E’ nella tenda di Gesù, luogo della sua incarnazione, che ciascuno di noi è convocato nel deserto della sua anima, nel silenzio avvolgente di un mistero, da una Parola che, stavolta, trova  eco tra le arcate della storia dell’umanità e della  nostra esistenza, anche per noi si apre dinnanzi un nuovo inizio.

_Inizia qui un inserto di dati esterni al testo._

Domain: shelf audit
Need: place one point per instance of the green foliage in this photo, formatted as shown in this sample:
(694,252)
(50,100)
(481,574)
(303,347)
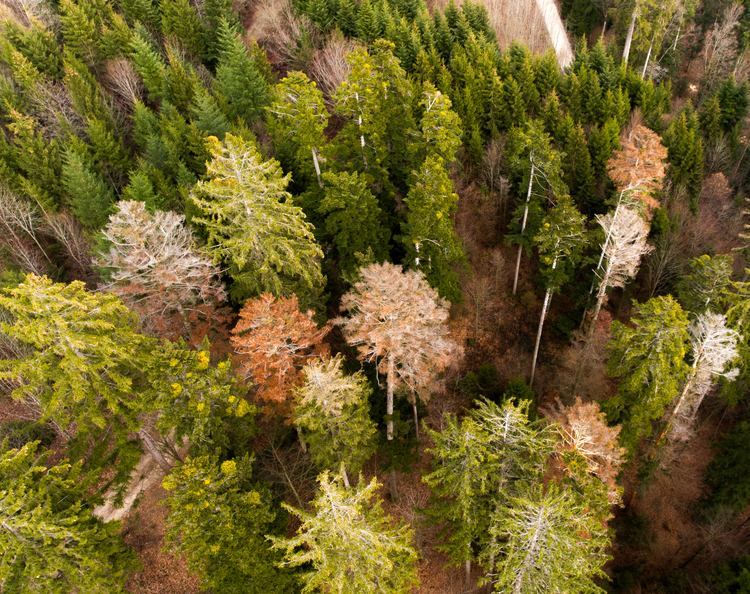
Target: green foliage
(352,545)
(649,359)
(89,197)
(353,221)
(254,226)
(50,541)
(219,519)
(333,410)
(241,90)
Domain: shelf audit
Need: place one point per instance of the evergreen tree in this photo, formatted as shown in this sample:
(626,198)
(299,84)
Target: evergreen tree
(89,197)
(253,225)
(50,540)
(240,88)
(650,360)
(351,544)
(298,115)
(219,519)
(353,221)
(333,410)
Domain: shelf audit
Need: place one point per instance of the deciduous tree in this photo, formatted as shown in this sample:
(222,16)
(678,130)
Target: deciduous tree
(398,321)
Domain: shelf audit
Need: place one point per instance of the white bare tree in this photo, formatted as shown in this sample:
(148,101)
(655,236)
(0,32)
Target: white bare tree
(714,346)
(155,269)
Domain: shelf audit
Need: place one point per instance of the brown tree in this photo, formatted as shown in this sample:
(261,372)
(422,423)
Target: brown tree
(273,340)
(156,271)
(397,320)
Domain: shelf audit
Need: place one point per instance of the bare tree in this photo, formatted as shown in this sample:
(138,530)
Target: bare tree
(398,321)
(155,269)
(20,223)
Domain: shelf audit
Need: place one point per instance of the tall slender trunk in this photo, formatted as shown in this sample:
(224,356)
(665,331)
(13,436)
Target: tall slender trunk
(545,307)
(648,57)
(523,227)
(547,299)
(629,37)
(389,395)
(154,451)
(317,167)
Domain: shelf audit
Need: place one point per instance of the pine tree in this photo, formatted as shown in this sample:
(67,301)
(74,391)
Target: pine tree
(561,241)
(240,88)
(398,320)
(649,359)
(353,221)
(352,545)
(333,410)
(89,197)
(219,519)
(253,225)
(50,540)
(298,115)
(428,236)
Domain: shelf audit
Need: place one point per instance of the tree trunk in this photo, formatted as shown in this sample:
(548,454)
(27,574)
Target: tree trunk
(547,299)
(648,56)
(629,37)
(389,402)
(416,418)
(317,167)
(154,451)
(523,227)
(302,443)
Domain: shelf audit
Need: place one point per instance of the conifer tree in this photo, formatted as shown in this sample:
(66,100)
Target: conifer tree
(254,226)
(398,321)
(50,540)
(353,221)
(299,115)
(561,241)
(89,197)
(649,359)
(240,88)
(219,519)
(333,410)
(352,545)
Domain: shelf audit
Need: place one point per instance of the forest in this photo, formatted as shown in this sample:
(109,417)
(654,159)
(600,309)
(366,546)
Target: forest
(386,296)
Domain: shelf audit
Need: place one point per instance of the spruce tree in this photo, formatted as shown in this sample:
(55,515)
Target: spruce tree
(50,540)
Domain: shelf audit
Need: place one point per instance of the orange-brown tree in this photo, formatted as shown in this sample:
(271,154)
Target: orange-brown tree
(398,320)
(273,340)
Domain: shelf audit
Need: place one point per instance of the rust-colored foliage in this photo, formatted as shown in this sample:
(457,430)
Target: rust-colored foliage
(639,166)
(273,340)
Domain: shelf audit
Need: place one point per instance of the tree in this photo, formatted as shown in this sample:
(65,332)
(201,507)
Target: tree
(649,359)
(351,544)
(354,221)
(706,286)
(713,347)
(153,266)
(333,409)
(561,240)
(50,540)
(254,226)
(428,236)
(545,170)
(299,115)
(240,88)
(80,373)
(479,464)
(274,339)
(399,322)
(625,244)
(219,519)
(545,540)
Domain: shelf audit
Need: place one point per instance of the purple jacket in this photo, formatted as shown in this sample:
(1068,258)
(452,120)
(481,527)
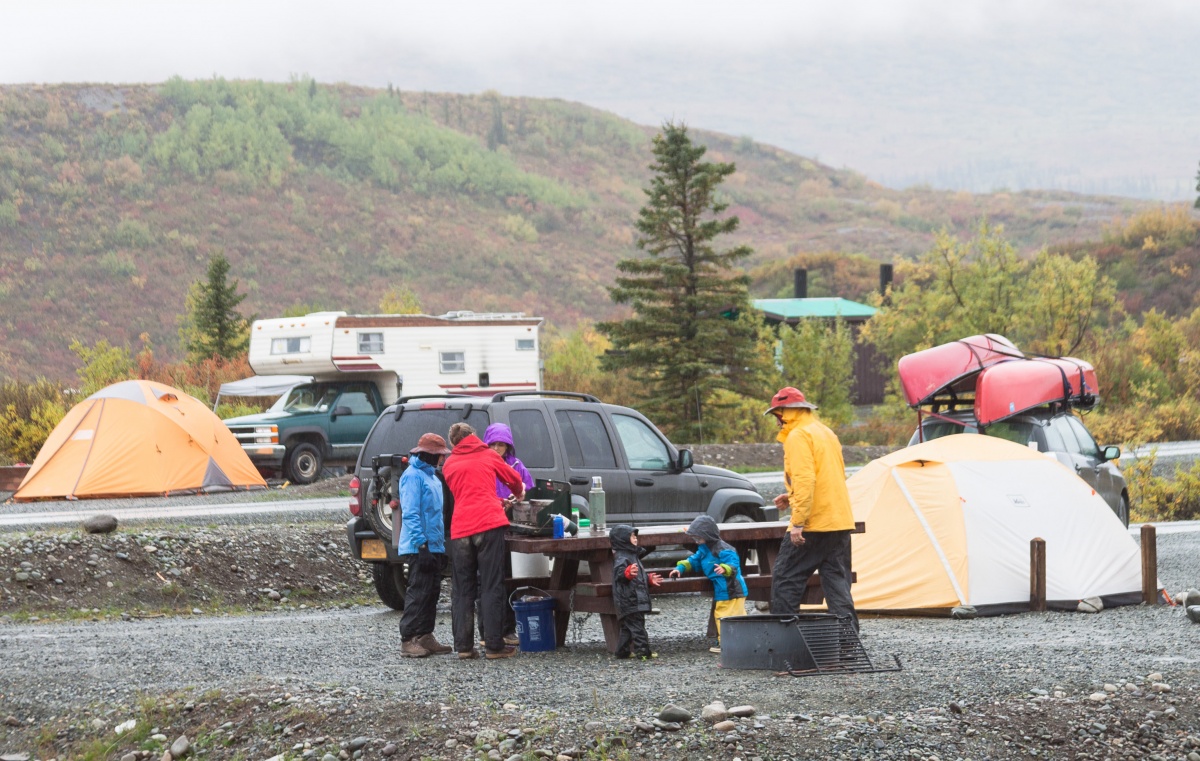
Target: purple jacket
(501,432)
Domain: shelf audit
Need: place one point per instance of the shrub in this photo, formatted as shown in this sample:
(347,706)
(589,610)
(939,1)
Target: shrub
(1156,498)
(520,228)
(1158,232)
(132,234)
(10,216)
(28,414)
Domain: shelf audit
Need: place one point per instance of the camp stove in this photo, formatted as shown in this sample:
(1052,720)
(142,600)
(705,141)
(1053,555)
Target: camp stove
(799,645)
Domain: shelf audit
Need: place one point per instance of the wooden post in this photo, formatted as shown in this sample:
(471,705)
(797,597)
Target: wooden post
(1149,564)
(1038,574)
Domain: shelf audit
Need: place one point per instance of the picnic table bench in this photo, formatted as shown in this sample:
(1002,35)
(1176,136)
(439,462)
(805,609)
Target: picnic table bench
(593,594)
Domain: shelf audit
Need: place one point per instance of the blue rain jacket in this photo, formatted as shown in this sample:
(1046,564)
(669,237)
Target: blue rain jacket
(420,504)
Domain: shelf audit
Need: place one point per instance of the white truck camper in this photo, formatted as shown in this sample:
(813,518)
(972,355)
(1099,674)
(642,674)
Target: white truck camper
(341,371)
(475,353)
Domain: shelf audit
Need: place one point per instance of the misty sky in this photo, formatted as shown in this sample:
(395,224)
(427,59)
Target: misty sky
(1086,96)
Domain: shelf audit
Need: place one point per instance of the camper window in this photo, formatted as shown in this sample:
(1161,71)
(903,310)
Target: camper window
(310,399)
(454,361)
(359,402)
(370,343)
(292,346)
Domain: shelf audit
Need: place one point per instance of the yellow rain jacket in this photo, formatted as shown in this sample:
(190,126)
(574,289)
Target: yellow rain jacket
(815,473)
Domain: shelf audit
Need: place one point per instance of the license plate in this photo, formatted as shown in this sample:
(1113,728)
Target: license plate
(373,550)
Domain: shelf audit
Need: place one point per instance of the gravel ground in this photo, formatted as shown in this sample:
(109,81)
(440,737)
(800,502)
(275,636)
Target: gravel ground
(347,660)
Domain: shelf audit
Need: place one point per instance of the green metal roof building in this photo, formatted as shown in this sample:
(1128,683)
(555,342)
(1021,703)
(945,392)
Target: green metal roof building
(869,381)
(792,310)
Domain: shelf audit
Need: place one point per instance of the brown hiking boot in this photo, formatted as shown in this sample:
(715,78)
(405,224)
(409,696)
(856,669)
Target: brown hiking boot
(431,643)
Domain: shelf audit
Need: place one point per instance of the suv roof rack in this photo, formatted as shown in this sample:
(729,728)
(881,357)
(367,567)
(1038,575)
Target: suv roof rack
(582,397)
(408,399)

La Parola: il Battista insiste predicando; ma il suo stesso abbigliamento racconta, si fa profezia. Battezza, ammonisce, si fa testimone del fatto che la Parola deve poter coinvolgere totalmente, deve poter diventare un “habitus”, vestendo completamente la persona perfino nelle abitudini più elementari, come quelle del vitto e del vestire. Egli invita affinché ciascuno possa aprire il cuore all’ascolto  ed accogliere la novità. Così, Giovanni, non attira a sé, ma rimanda all’Altro, a colui «che è più forte di me e al quale io non son degno di chinarmi per sciogliere i legacci dei suoi sandali». Colui che viene e che « vi battezzerà con lo Spirito Santo». Un richiamo evidente allo Spirito, che pone lo stesso Battista sulla scia della profezia antico testamentaria, e che sottolinea che ciò che sta per accadere è davvero “una cosa nuova”, come proprio lo Spirito sa fare.

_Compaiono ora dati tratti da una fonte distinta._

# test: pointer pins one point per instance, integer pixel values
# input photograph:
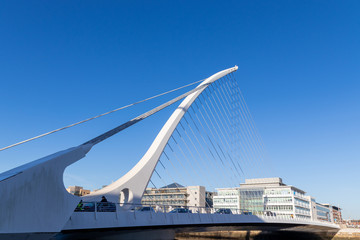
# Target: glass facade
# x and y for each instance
(252, 200)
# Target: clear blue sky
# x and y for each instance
(299, 70)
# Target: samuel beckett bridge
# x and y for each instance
(211, 131)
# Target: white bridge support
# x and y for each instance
(33, 197)
(130, 187)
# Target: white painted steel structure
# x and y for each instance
(33, 196)
(34, 201)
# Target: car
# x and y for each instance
(269, 214)
(146, 209)
(247, 213)
(180, 210)
(223, 211)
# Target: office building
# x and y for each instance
(175, 195)
(78, 191)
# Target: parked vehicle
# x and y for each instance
(270, 214)
(146, 209)
(223, 211)
(180, 210)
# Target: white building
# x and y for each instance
(227, 198)
(268, 196)
(175, 195)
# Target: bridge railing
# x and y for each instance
(179, 209)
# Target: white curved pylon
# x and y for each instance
(33, 197)
(130, 187)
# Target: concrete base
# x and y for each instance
(27, 236)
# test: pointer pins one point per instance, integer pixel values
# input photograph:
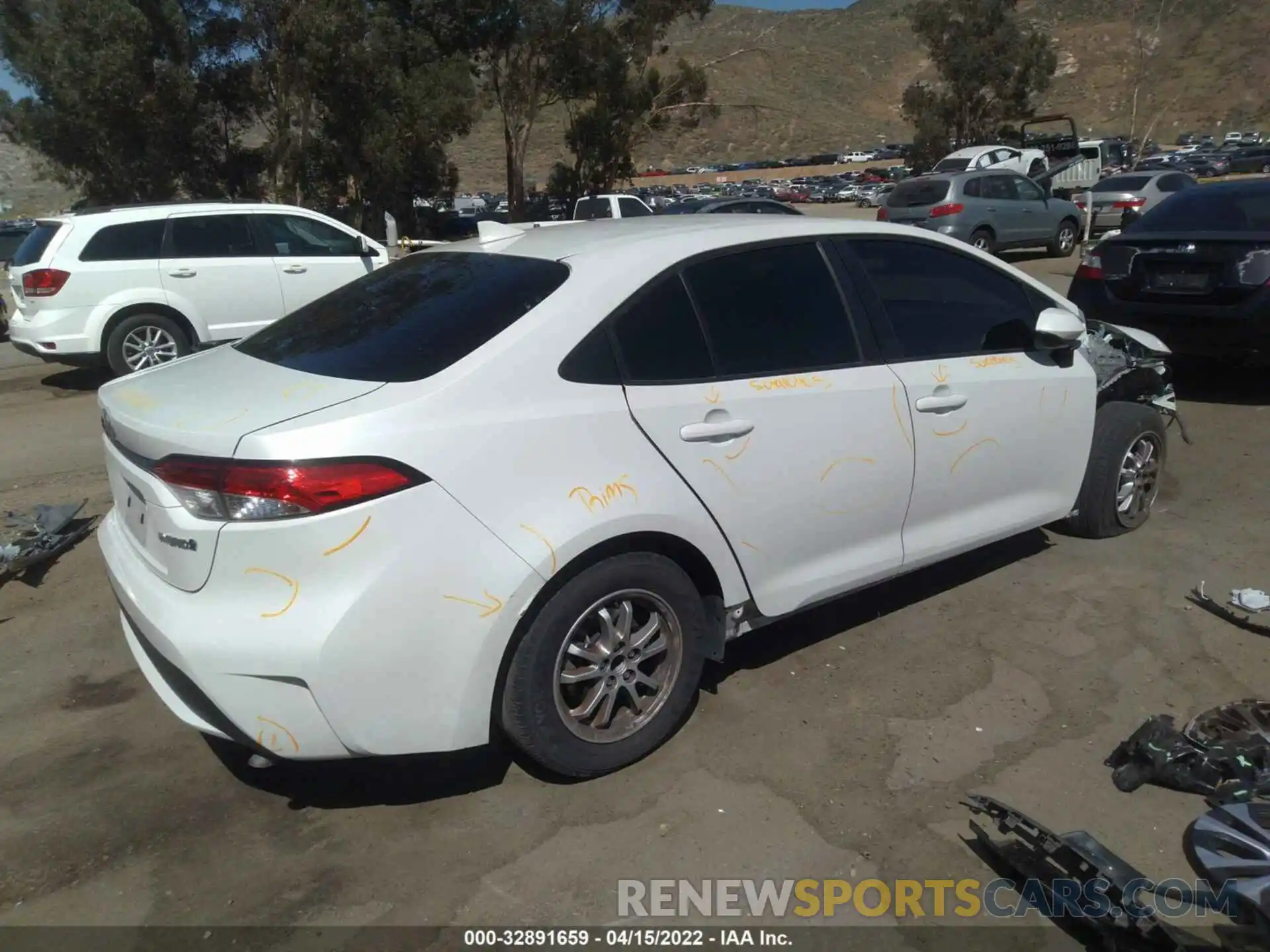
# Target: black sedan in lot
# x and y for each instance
(1194, 270)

Conversione: questo tema è sottolineato dal versetto in cui viene detto che Giovanni andava : «predicando un battesimo di conversione per il perdono dei peccati». «Di conversione», che vuol potere dire risposta generosa, ma anche consapevolezza che la potenza della Parola può perfino fecondare le aridità delle nostre resistenze, dei nostri “sbadigli” spirituali, e che ci si possa mettere nuovamente in cammino, in movimento.  Come ci ricorda Marco l’”inizio” è già posto, il segno di questo itinerario non può che esprimersi in atteggiamenti di umiltà e semplicità, «non son degno di chinarmi per sciogliere i legacci dei suoi sandali».

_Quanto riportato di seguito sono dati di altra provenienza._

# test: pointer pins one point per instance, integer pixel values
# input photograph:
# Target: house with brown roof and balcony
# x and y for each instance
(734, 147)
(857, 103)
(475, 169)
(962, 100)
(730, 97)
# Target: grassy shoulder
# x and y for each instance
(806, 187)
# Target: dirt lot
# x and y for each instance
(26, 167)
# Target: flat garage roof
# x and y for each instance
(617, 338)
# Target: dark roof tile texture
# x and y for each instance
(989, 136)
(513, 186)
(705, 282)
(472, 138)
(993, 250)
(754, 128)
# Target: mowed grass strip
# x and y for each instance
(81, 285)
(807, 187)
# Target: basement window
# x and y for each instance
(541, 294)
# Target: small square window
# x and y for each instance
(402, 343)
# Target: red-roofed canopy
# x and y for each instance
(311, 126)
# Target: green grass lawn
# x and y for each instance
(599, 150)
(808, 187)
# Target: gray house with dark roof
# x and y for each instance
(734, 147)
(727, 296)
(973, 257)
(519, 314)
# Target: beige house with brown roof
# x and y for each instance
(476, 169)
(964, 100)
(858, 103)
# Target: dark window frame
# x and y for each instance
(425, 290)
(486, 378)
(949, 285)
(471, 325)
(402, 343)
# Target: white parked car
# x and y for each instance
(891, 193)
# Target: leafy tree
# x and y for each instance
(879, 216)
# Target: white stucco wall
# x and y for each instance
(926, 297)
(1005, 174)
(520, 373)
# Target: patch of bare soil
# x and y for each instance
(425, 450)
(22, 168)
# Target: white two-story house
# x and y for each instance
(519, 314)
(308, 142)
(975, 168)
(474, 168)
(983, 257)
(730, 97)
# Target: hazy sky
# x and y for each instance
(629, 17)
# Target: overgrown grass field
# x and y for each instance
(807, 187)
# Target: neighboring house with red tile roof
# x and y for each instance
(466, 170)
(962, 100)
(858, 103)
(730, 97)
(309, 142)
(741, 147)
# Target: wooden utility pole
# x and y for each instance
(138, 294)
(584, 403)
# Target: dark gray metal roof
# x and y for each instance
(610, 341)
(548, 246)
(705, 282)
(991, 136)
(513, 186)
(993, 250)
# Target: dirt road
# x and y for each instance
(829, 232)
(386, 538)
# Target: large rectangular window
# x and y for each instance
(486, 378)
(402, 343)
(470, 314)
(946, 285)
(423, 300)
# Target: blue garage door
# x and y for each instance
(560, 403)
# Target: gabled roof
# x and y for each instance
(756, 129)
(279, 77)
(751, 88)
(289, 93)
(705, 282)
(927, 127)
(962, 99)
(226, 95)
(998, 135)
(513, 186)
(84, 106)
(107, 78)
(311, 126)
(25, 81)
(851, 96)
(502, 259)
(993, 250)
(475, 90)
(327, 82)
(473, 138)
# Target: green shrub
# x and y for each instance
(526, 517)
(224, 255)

La nostra conversione come si potrebbe esprimere? Forse andando un po’ oltre noi stessi, il nostro egocentrismo, per potere indicare con Giovanni, colui che è prima di noi, il quale nonostante le nostre lentezze, le nostre recriminazioni, la nostra fatica nel vigilare, ci affida un compito delicato ma importante: divenire anche noi voce, parola, fosse anche nei deserti delle nostre città, nei vuoti affettivi delle tante solitudini, nelle nostre chiese dove alle volte la tenerezza è difficile da sperimentare.

Affinché sia un vero Natale, andiamo all’inizio, alla sorgente della nostra fede, intraprendiamo il cammino verso il «Vangelo di Gesù Cristo» per diventare anche noi, l’abbozzo di una piccola strada che potrà farsi un luogo assetato di verità e perciò più vero e più profetico di ieri.

Concludo con una considerazione tratta da “Resistenza e resa” di Dietrich Bonhoeffer:

«Anche qui, Dio non è un tappabuchi; Dio non deve essere riconosciuto solamente ai limiti delle nostre possibilità, ma al centro della vita; Dio vuole essere riconosciuto nella vita, e non solamente nel morire; nella salute e nella forza, e non solamente nella sofferenza; nell’agire, e non solamente nel peccato. La ragione di tutto questo sta nella rivelazione di Dio in Gesù Cristo – Egli è il centro della vita, e non è affatto ” venuto apposta ” per rispondere a questioni irrisolte».